There is a certain kind of durability to Seether. Across shifting rock trends, streaming-era churn and the collapse of post-grunge as a critical buzzword, the band have remained stubbornly intact: sharp-edged, emotionally candid and built for rooms that like their choruses loud enough to rattle the ribs. Now they return with Beneath The Surface, a new digital EP that leans into everything that has made them such a long-haul force.
Fronted by the bruised momentum of lead single ‘Into The Ground’, the release pairs brooding tension with the kind of explosive payoff Seether have long made feel instinctive. It is familiar terrain, but not tired terrain. Instead, the band sound focused, tightening their signature mix of heaviness and melody into something immediate and urgent.
The EP also includes two previously unreleased studio tracks, alongside a run of live recordings designed to bottle the group’s stage power. For a band whose reputation was built as much in venues as on radio, those live cuts feel less like bonus material and more like evidence.

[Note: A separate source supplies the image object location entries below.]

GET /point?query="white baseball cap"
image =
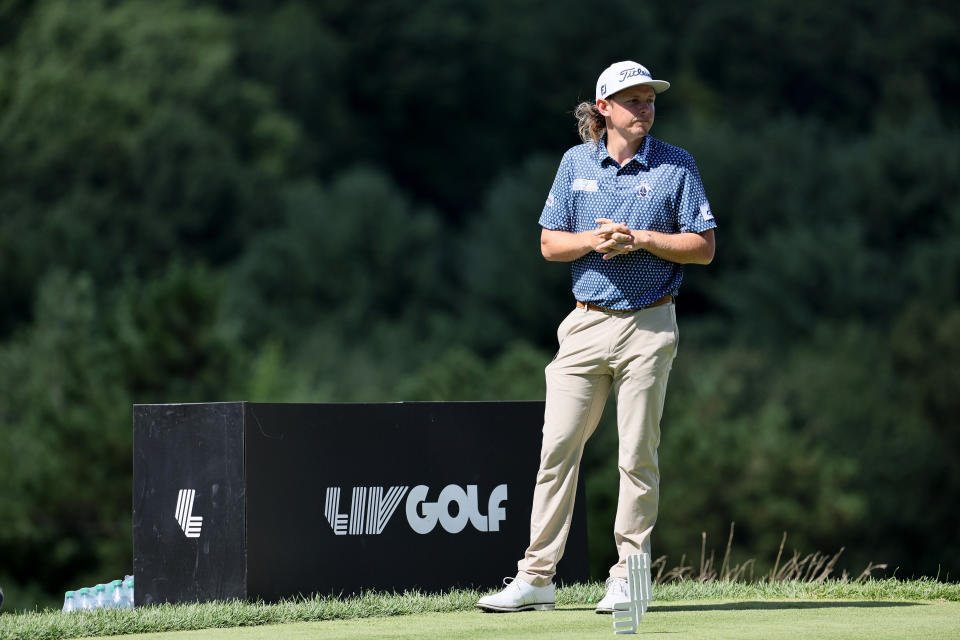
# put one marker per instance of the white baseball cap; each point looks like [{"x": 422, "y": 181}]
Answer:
[{"x": 628, "y": 73}]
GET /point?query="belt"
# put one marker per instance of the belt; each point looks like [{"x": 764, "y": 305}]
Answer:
[{"x": 589, "y": 306}]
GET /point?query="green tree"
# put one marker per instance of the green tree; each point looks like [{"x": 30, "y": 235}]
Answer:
[{"x": 129, "y": 138}]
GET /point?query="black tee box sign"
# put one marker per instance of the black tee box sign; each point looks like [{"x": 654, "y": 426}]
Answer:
[{"x": 241, "y": 500}]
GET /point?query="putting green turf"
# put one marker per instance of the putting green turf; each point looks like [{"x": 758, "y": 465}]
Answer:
[{"x": 707, "y": 620}]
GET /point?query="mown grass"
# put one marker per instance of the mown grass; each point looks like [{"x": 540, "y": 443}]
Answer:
[{"x": 53, "y": 625}]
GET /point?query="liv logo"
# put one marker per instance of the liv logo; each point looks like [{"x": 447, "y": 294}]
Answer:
[
  {"x": 372, "y": 507},
  {"x": 190, "y": 523}
]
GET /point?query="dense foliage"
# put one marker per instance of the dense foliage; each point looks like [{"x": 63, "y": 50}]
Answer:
[{"x": 333, "y": 201}]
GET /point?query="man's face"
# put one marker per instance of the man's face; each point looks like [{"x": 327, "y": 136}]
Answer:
[{"x": 630, "y": 111}]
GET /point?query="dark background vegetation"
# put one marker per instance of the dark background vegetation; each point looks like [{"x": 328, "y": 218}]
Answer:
[{"x": 337, "y": 201}]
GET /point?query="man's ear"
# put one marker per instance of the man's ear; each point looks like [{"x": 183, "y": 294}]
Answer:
[{"x": 603, "y": 106}]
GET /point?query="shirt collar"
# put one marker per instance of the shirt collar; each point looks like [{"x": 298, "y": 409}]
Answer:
[{"x": 640, "y": 156}]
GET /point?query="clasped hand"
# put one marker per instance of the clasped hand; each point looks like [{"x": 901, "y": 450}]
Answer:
[{"x": 613, "y": 238}]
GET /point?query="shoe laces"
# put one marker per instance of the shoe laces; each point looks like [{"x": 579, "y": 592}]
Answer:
[{"x": 619, "y": 585}]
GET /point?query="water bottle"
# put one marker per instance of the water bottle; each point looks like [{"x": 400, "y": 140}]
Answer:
[
  {"x": 69, "y": 602},
  {"x": 116, "y": 595},
  {"x": 128, "y": 592},
  {"x": 84, "y": 602},
  {"x": 100, "y": 599}
]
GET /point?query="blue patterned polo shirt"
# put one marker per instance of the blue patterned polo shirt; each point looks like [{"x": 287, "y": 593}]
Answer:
[{"x": 659, "y": 189}]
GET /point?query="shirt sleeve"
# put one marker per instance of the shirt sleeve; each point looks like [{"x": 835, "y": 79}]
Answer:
[
  {"x": 557, "y": 211},
  {"x": 693, "y": 211}
]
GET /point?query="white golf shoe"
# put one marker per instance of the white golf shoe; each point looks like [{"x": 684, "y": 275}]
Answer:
[
  {"x": 618, "y": 590},
  {"x": 519, "y": 596}
]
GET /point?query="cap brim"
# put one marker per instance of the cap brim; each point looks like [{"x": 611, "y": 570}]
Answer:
[{"x": 658, "y": 86}]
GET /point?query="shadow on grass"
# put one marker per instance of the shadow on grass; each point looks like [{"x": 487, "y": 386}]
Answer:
[{"x": 775, "y": 604}]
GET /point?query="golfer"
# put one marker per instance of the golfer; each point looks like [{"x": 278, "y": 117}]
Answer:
[{"x": 627, "y": 211}]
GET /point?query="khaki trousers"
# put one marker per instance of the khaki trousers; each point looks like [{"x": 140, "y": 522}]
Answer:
[{"x": 632, "y": 353}]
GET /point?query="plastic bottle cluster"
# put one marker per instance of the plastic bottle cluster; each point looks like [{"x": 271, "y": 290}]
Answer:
[{"x": 113, "y": 595}]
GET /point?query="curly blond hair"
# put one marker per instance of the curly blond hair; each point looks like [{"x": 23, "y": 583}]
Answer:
[{"x": 590, "y": 123}]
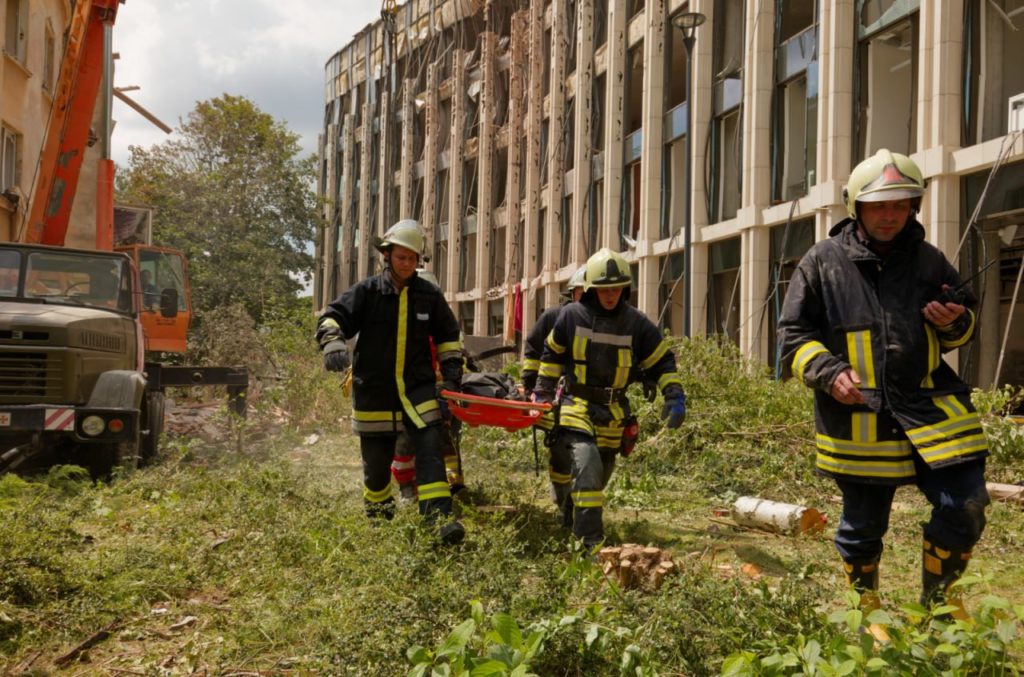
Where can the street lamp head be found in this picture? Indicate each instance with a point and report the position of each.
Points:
(688, 22)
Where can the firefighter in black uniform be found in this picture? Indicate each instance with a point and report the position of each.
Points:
(558, 469)
(597, 345)
(396, 315)
(864, 325)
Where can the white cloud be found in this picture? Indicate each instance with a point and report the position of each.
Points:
(183, 51)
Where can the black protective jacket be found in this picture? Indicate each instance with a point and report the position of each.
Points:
(848, 307)
(534, 346)
(600, 352)
(392, 369)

“This EP is about digging deeper, past what’s on the surface and into the things that really drive us,” says frontman Shaun Morgan. Bassist Dale Stewart adds that the band have been waiting to unleash the material, calling ‘Into The Ground’ a track that gets him “pumped”.
Formed in Pretoria in 1999, Seether turned early momentum into a global career through records like Disclaimer II and a catalogue of granite-solid rock staples including ‘Broken’, ‘Fake It’ and ‘Words as Weapons’. With multiple gold and platinum releases and a formidable run at U.S. rock radio, they have long since outgrown nostalgia status.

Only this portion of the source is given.